The story begins with a restraining order put against Melinda (Taraji P. Henson both imploring and menacing – sometimes at the same time). She is bothering her ex-husband Robert (Lyriq Bent) and his new lady-love (Crystle Stewart). To cope with her anger issues, the court orders Melinda to get counselling. It is here that the word “Acrimony” is explained with it synonyms. It is one of the few words that sprout through the movie, dividing the story into chapter that relate to Melinda’s emotion.

We go through her life in a linear flackback, as Robert becomes her husband. We also get to know that she has two powering sisters and a sensible friend. Melinda, who is dedicated to her husband, work and family, has a jealous streak that consumes her when she once found out Robert was cheating.
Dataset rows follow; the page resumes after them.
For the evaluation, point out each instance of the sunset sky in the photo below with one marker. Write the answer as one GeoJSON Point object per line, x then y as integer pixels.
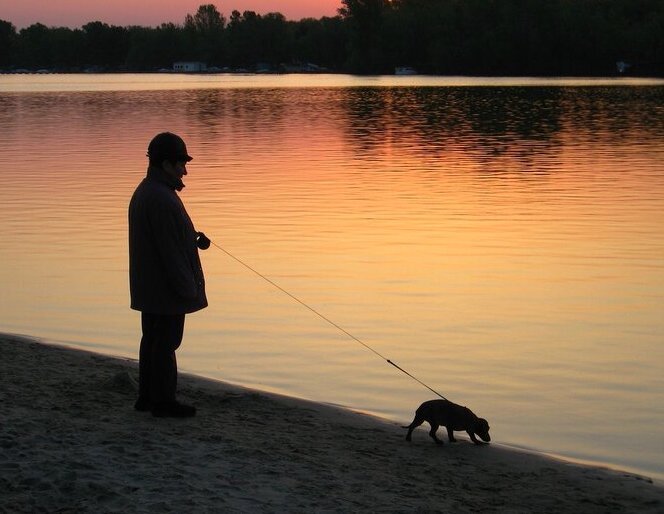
{"type": "Point", "coordinates": [75, 13]}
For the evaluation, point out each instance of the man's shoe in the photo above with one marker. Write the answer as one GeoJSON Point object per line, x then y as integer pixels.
{"type": "Point", "coordinates": [142, 404]}
{"type": "Point", "coordinates": [173, 410]}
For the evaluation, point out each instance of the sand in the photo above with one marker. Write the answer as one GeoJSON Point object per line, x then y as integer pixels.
{"type": "Point", "coordinates": [70, 441]}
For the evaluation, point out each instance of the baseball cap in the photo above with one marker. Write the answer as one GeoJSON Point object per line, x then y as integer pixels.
{"type": "Point", "coordinates": [168, 146]}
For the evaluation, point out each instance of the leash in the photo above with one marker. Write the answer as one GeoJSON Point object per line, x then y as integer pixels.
{"type": "Point", "coordinates": [324, 318]}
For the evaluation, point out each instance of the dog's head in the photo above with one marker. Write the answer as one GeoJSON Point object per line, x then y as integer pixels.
{"type": "Point", "coordinates": [481, 428]}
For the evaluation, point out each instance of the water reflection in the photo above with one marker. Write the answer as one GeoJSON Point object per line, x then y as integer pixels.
{"type": "Point", "coordinates": [505, 243]}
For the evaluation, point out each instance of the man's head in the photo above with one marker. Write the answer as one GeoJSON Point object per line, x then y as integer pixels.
{"type": "Point", "coordinates": [168, 152]}
{"type": "Point", "coordinates": [167, 147]}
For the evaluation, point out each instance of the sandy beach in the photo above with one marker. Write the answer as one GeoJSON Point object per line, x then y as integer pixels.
{"type": "Point", "coordinates": [70, 441]}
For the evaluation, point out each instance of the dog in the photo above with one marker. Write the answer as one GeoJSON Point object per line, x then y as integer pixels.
{"type": "Point", "coordinates": [451, 416]}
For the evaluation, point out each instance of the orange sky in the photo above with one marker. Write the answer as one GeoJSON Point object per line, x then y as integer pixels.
{"type": "Point", "coordinates": [75, 13]}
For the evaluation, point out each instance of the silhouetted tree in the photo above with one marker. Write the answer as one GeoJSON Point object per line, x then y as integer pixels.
{"type": "Point", "coordinates": [206, 30]}
{"type": "Point", "coordinates": [366, 43]}
{"type": "Point", "coordinates": [492, 37]}
{"type": "Point", "coordinates": [7, 42]}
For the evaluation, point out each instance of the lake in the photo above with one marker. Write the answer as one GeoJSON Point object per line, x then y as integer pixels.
{"type": "Point", "coordinates": [501, 239]}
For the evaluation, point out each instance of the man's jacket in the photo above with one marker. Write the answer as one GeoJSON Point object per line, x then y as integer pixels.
{"type": "Point", "coordinates": [165, 273]}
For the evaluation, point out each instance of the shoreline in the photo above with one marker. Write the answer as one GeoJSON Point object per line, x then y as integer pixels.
{"type": "Point", "coordinates": [71, 441]}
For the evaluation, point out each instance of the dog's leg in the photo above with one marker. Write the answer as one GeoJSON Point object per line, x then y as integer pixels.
{"type": "Point", "coordinates": [473, 438]}
{"type": "Point", "coordinates": [416, 423]}
{"type": "Point", "coordinates": [432, 432]}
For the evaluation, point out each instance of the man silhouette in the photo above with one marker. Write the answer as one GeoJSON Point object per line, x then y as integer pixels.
{"type": "Point", "coordinates": [165, 274]}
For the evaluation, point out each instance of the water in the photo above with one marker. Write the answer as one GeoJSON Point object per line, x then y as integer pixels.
{"type": "Point", "coordinates": [501, 239]}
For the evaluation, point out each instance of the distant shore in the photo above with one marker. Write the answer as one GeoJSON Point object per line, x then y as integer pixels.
{"type": "Point", "coordinates": [71, 442]}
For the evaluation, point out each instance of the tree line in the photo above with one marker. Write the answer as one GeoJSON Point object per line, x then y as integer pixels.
{"type": "Point", "coordinates": [475, 37]}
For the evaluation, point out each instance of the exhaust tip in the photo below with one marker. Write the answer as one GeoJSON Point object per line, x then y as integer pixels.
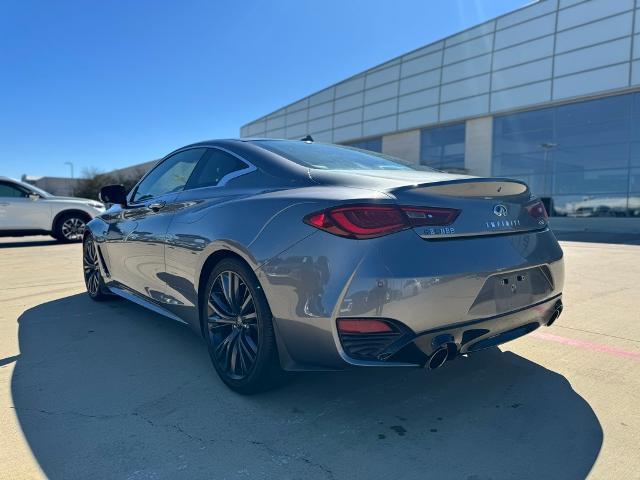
{"type": "Point", "coordinates": [556, 313]}
{"type": "Point", "coordinates": [438, 358]}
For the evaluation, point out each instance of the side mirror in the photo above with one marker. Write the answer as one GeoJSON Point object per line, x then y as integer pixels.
{"type": "Point", "coordinates": [114, 194]}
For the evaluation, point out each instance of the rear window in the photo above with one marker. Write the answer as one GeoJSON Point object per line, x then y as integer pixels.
{"type": "Point", "coordinates": [333, 157]}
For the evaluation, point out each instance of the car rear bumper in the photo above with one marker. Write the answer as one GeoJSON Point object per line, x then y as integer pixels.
{"type": "Point", "coordinates": [425, 288]}
{"type": "Point", "coordinates": [412, 349]}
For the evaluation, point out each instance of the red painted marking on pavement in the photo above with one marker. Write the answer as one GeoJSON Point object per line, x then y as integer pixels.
{"type": "Point", "coordinates": [596, 347]}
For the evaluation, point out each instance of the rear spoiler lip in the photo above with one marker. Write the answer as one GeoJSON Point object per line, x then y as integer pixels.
{"type": "Point", "coordinates": [467, 236]}
{"type": "Point", "coordinates": [459, 181]}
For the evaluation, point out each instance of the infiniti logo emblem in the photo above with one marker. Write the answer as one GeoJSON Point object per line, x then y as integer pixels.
{"type": "Point", "coordinates": [500, 210]}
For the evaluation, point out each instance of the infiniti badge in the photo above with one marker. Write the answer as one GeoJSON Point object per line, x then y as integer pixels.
{"type": "Point", "coordinates": [500, 210]}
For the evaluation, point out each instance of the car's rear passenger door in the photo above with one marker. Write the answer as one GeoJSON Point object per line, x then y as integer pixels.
{"type": "Point", "coordinates": [136, 238]}
{"type": "Point", "coordinates": [187, 236]}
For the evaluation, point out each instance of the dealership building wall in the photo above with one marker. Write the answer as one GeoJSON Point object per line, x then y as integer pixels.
{"type": "Point", "coordinates": [549, 93]}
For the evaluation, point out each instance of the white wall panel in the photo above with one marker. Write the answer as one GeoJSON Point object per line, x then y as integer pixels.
{"type": "Point", "coordinates": [470, 33]}
{"type": "Point", "coordinates": [527, 13]}
{"type": "Point", "coordinates": [321, 97]}
{"type": "Point", "coordinates": [519, 96]}
{"type": "Point", "coordinates": [419, 99]}
{"type": "Point", "coordinates": [469, 49]}
{"type": "Point", "coordinates": [299, 105]}
{"type": "Point", "coordinates": [592, 57]}
{"type": "Point", "coordinates": [465, 88]}
{"type": "Point", "coordinates": [296, 131]}
{"type": "Point", "coordinates": [278, 133]}
{"type": "Point", "coordinates": [296, 117]}
{"type": "Point", "coordinates": [593, 33]}
{"type": "Point", "coordinates": [422, 64]}
{"type": "Point", "coordinates": [526, 52]}
{"type": "Point", "coordinates": [381, 109]}
{"type": "Point", "coordinates": [608, 78]}
{"type": "Point", "coordinates": [382, 92]}
{"type": "Point", "coordinates": [326, 136]}
{"type": "Point", "coordinates": [349, 87]}
{"type": "Point", "coordinates": [346, 118]}
{"type": "Point", "coordinates": [420, 81]}
{"type": "Point", "coordinates": [347, 103]}
{"type": "Point", "coordinates": [276, 122]}
{"type": "Point", "coordinates": [434, 47]}
{"type": "Point", "coordinates": [527, 73]}
{"type": "Point", "coordinates": [321, 110]}
{"type": "Point", "coordinates": [347, 133]}
{"type": "Point", "coordinates": [416, 118]}
{"type": "Point", "coordinates": [538, 27]}
{"type": "Point", "coordinates": [320, 124]}
{"type": "Point", "coordinates": [382, 76]}
{"type": "Point", "coordinates": [591, 10]}
{"type": "Point", "coordinates": [467, 107]}
{"type": "Point", "coordinates": [468, 68]}
{"type": "Point", "coordinates": [635, 73]}
{"type": "Point", "coordinates": [380, 125]}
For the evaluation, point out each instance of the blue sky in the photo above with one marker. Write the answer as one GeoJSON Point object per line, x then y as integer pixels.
{"type": "Point", "coordinates": [113, 83]}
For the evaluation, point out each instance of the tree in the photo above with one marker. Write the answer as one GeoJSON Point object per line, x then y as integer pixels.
{"type": "Point", "coordinates": [93, 180]}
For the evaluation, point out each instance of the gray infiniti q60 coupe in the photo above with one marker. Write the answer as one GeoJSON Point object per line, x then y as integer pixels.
{"type": "Point", "coordinates": [293, 255]}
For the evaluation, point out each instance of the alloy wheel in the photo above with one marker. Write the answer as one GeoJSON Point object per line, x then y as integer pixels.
{"type": "Point", "coordinates": [233, 325]}
{"type": "Point", "coordinates": [73, 228]}
{"type": "Point", "coordinates": [91, 268]}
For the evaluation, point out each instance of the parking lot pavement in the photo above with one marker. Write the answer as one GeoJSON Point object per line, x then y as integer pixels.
{"type": "Point", "coordinates": [110, 390]}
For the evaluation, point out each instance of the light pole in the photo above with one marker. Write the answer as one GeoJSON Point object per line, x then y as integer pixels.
{"type": "Point", "coordinates": [72, 180]}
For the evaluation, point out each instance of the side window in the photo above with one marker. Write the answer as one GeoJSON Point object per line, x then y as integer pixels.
{"type": "Point", "coordinates": [9, 190]}
{"type": "Point", "coordinates": [214, 166]}
{"type": "Point", "coordinates": [170, 176]}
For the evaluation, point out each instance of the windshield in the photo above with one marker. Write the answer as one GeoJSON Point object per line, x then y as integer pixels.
{"type": "Point", "coordinates": [334, 157]}
{"type": "Point", "coordinates": [35, 189]}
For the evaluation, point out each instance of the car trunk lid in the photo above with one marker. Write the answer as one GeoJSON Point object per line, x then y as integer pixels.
{"type": "Point", "coordinates": [487, 206]}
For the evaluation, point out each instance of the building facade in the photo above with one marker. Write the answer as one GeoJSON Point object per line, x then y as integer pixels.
{"type": "Point", "coordinates": [549, 94]}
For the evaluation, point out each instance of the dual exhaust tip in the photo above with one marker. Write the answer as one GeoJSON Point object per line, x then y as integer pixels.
{"type": "Point", "coordinates": [446, 351]}
{"type": "Point", "coordinates": [556, 313]}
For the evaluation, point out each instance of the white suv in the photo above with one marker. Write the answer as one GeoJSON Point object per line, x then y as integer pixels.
{"type": "Point", "coordinates": [27, 210]}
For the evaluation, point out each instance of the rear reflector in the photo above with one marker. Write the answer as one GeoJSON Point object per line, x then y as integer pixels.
{"type": "Point", "coordinates": [370, 221]}
{"type": "Point", "coordinates": [537, 210]}
{"type": "Point", "coordinates": [363, 325]}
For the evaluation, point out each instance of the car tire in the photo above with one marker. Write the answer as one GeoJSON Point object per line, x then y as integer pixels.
{"type": "Point", "coordinates": [69, 227]}
{"type": "Point", "coordinates": [96, 289]}
{"type": "Point", "coordinates": [239, 331]}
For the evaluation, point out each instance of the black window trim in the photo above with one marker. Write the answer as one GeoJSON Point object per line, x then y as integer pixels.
{"type": "Point", "coordinates": [223, 181]}
{"type": "Point", "coordinates": [249, 167]}
{"type": "Point", "coordinates": [17, 186]}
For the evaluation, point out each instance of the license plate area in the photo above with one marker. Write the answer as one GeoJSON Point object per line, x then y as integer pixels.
{"type": "Point", "coordinates": [504, 292]}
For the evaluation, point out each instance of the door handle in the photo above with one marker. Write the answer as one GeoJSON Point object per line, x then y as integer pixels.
{"type": "Point", "coordinates": [155, 206]}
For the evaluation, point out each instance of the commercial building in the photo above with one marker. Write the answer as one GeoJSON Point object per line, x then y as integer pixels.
{"type": "Point", "coordinates": [549, 94]}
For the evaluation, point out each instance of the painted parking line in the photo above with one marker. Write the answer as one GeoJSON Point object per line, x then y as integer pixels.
{"type": "Point", "coordinates": [594, 347]}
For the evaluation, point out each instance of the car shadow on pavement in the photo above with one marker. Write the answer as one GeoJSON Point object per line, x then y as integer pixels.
{"type": "Point", "coordinates": [110, 390]}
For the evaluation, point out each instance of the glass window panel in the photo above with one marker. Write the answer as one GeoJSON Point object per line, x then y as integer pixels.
{"type": "Point", "coordinates": [528, 163]}
{"type": "Point", "coordinates": [443, 147]}
{"type": "Point", "coordinates": [372, 144]}
{"type": "Point", "coordinates": [590, 206]}
{"type": "Point", "coordinates": [635, 154]}
{"type": "Point", "coordinates": [526, 121]}
{"type": "Point", "coordinates": [591, 181]}
{"type": "Point", "coordinates": [593, 134]}
{"type": "Point", "coordinates": [634, 180]}
{"type": "Point", "coordinates": [594, 111]}
{"type": "Point", "coordinates": [590, 157]}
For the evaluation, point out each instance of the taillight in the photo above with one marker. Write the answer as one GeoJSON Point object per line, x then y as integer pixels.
{"type": "Point", "coordinates": [537, 210]}
{"type": "Point", "coordinates": [370, 221]}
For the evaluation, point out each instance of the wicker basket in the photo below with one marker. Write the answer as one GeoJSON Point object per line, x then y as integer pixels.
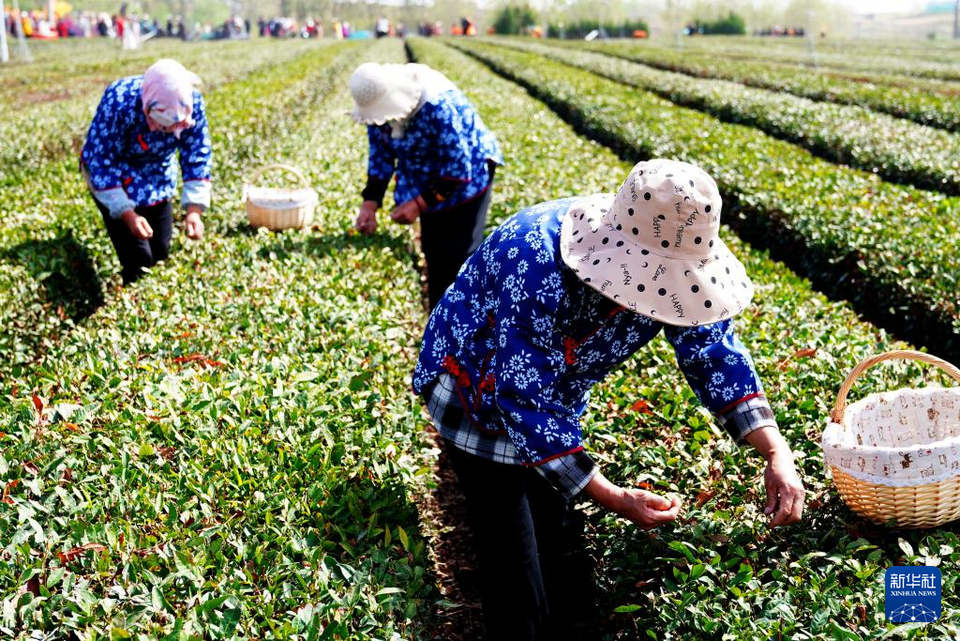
{"type": "Point", "coordinates": [895, 456]}
{"type": "Point", "coordinates": [280, 208]}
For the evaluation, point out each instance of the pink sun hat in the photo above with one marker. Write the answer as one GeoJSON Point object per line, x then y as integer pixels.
{"type": "Point", "coordinates": [654, 246]}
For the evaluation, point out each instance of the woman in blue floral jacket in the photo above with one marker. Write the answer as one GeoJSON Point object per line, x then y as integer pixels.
{"type": "Point", "coordinates": [555, 299]}
{"type": "Point", "coordinates": [422, 129]}
{"type": "Point", "coordinates": [129, 162]}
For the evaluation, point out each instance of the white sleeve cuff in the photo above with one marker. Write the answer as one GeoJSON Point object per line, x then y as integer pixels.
{"type": "Point", "coordinates": [115, 200]}
{"type": "Point", "coordinates": [196, 192]}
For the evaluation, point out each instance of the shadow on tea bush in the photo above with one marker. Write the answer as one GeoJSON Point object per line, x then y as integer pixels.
{"type": "Point", "coordinates": [65, 269]}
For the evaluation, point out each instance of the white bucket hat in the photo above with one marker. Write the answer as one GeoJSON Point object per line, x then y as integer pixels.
{"type": "Point", "coordinates": [383, 92]}
{"type": "Point", "coordinates": [654, 247]}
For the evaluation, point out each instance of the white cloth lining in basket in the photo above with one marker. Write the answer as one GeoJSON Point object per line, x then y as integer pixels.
{"type": "Point", "coordinates": [903, 438]}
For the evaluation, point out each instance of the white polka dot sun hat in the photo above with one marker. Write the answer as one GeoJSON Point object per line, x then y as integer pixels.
{"type": "Point", "coordinates": [383, 92]}
{"type": "Point", "coordinates": [654, 247]}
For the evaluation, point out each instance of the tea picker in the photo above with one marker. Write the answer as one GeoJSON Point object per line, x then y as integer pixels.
{"type": "Point", "coordinates": [553, 301]}
{"type": "Point", "coordinates": [129, 162]}
{"type": "Point", "coordinates": [422, 129]}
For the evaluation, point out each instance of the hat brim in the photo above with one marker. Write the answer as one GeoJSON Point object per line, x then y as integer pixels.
{"type": "Point", "coordinates": [674, 291]}
{"type": "Point", "coordinates": [397, 103]}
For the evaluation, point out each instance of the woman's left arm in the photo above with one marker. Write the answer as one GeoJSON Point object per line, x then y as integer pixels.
{"type": "Point", "coordinates": [721, 372]}
{"type": "Point", "coordinates": [196, 161]}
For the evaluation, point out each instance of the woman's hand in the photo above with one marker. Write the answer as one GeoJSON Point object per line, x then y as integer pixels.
{"type": "Point", "coordinates": [194, 225]}
{"type": "Point", "coordinates": [646, 509]}
{"type": "Point", "coordinates": [137, 225]}
{"type": "Point", "coordinates": [784, 490]}
{"type": "Point", "coordinates": [367, 218]}
{"type": "Point", "coordinates": [408, 212]}
{"type": "Point", "coordinates": [784, 487]}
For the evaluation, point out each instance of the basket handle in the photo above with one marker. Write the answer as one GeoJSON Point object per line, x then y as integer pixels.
{"type": "Point", "coordinates": [901, 354]}
{"type": "Point", "coordinates": [282, 167]}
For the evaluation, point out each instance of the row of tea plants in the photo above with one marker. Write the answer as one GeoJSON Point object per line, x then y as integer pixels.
{"type": "Point", "coordinates": [841, 133]}
{"type": "Point", "coordinates": [58, 264]}
{"type": "Point", "coordinates": [227, 448]}
{"type": "Point", "coordinates": [886, 247]}
{"type": "Point", "coordinates": [922, 101]}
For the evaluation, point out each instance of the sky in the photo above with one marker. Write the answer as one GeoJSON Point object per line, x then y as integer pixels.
{"type": "Point", "coordinates": [884, 6]}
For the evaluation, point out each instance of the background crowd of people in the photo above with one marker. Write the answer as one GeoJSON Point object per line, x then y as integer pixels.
{"type": "Point", "coordinates": [133, 29]}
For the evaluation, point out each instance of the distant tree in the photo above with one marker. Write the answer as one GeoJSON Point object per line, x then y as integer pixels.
{"type": "Point", "coordinates": [513, 19]}
{"type": "Point", "coordinates": [733, 24]}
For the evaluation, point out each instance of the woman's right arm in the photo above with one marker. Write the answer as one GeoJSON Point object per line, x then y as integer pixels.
{"type": "Point", "coordinates": [105, 170]}
{"type": "Point", "coordinates": [380, 168]}
{"type": "Point", "coordinates": [646, 509]}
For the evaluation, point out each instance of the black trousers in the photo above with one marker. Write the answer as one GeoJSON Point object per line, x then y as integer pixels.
{"type": "Point", "coordinates": [134, 254]}
{"type": "Point", "coordinates": [448, 237]}
{"type": "Point", "coordinates": [535, 578]}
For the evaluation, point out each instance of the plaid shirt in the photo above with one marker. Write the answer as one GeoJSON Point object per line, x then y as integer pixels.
{"type": "Point", "coordinates": [570, 473]}
{"type": "Point", "coordinates": [525, 341]}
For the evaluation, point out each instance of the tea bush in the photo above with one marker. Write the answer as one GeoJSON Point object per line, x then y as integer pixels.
{"type": "Point", "coordinates": [883, 246]}
{"type": "Point", "coordinates": [226, 448]}
{"type": "Point", "coordinates": [926, 102]}
{"type": "Point", "coordinates": [719, 572]}
{"type": "Point", "coordinates": [843, 134]}
{"type": "Point", "coordinates": [53, 248]}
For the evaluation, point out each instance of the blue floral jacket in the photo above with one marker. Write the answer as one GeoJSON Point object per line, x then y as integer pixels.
{"type": "Point", "coordinates": [129, 166]}
{"type": "Point", "coordinates": [446, 140]}
{"type": "Point", "coordinates": [526, 340]}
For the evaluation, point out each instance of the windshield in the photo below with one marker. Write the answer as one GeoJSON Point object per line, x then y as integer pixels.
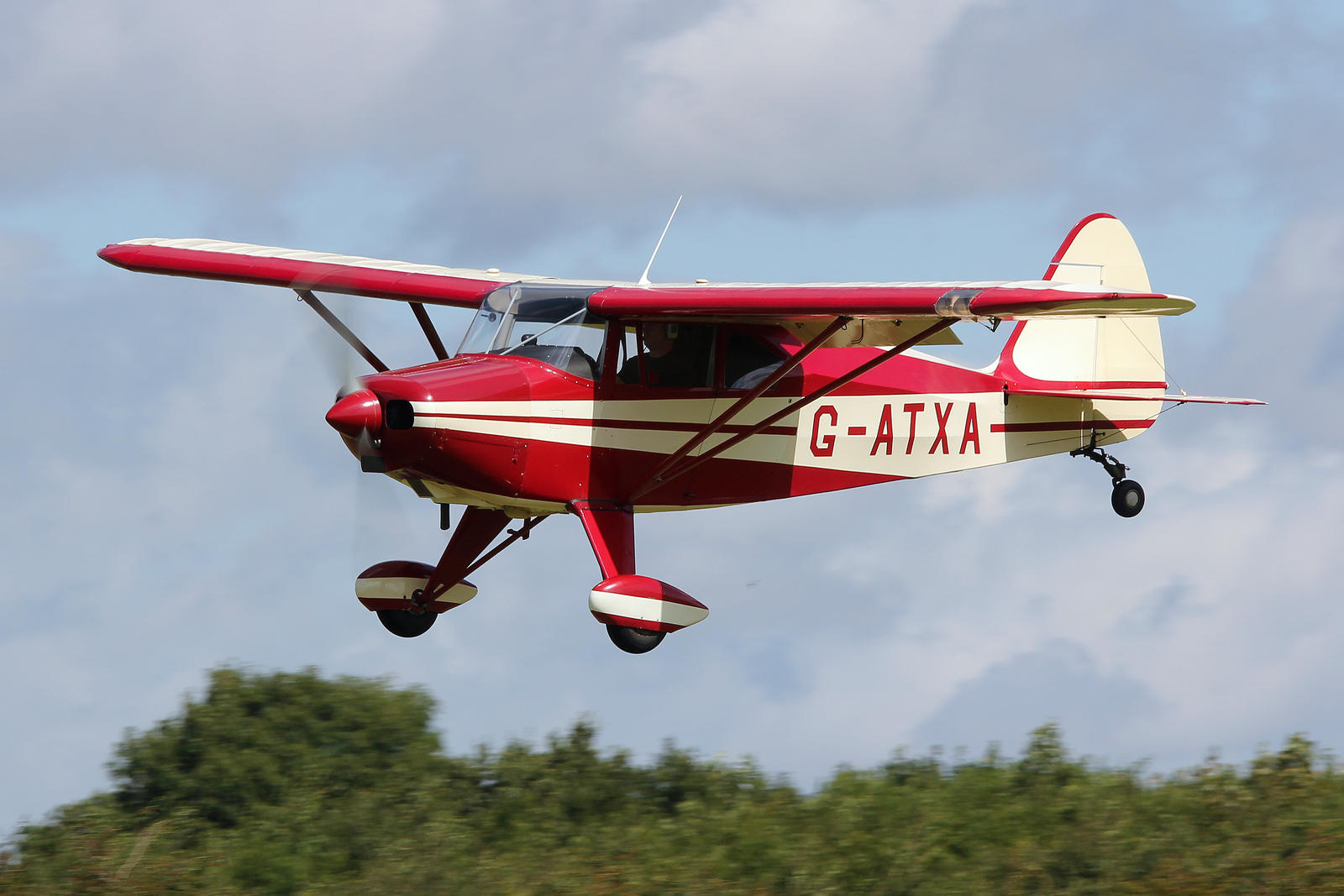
{"type": "Point", "coordinates": [548, 322]}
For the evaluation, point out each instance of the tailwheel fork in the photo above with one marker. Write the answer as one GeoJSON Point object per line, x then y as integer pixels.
{"type": "Point", "coordinates": [1126, 496]}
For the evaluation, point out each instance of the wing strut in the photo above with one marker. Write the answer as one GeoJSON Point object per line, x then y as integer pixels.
{"type": "Point", "coordinates": [779, 416]}
{"type": "Point", "coordinates": [430, 333]}
{"type": "Point", "coordinates": [344, 332]}
{"type": "Point", "coordinates": [722, 419]}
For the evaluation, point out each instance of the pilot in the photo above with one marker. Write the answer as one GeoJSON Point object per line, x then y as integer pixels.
{"type": "Point", "coordinates": [669, 358]}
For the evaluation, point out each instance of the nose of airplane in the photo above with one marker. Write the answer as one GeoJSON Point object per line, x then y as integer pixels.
{"type": "Point", "coordinates": [356, 412]}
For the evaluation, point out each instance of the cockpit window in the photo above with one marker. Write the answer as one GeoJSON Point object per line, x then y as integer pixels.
{"type": "Point", "coordinates": [548, 322]}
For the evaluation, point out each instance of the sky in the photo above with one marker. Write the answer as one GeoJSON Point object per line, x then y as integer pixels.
{"type": "Point", "coordinates": [172, 499]}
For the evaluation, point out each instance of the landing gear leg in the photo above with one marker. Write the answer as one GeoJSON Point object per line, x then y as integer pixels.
{"type": "Point", "coordinates": [1126, 496]}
In brief moments like these, her pent up aggression and bitterness with life in general, explodes with the power of nuclear blast.

The movie thrives in the drama as it piles on the struggles of a working woman, her idle, dreamer husband and the realities of a struggling life – and later the divorce, unhappiness, continued sourness as Robert finds happiness and she doesn’t. Acrimony makes complete sense till this point.

However, Perry goes down a campier and slasher thriller road, in an unneeded and botched climax. If Acrimony was only kept to the drama, it would have made a better movie.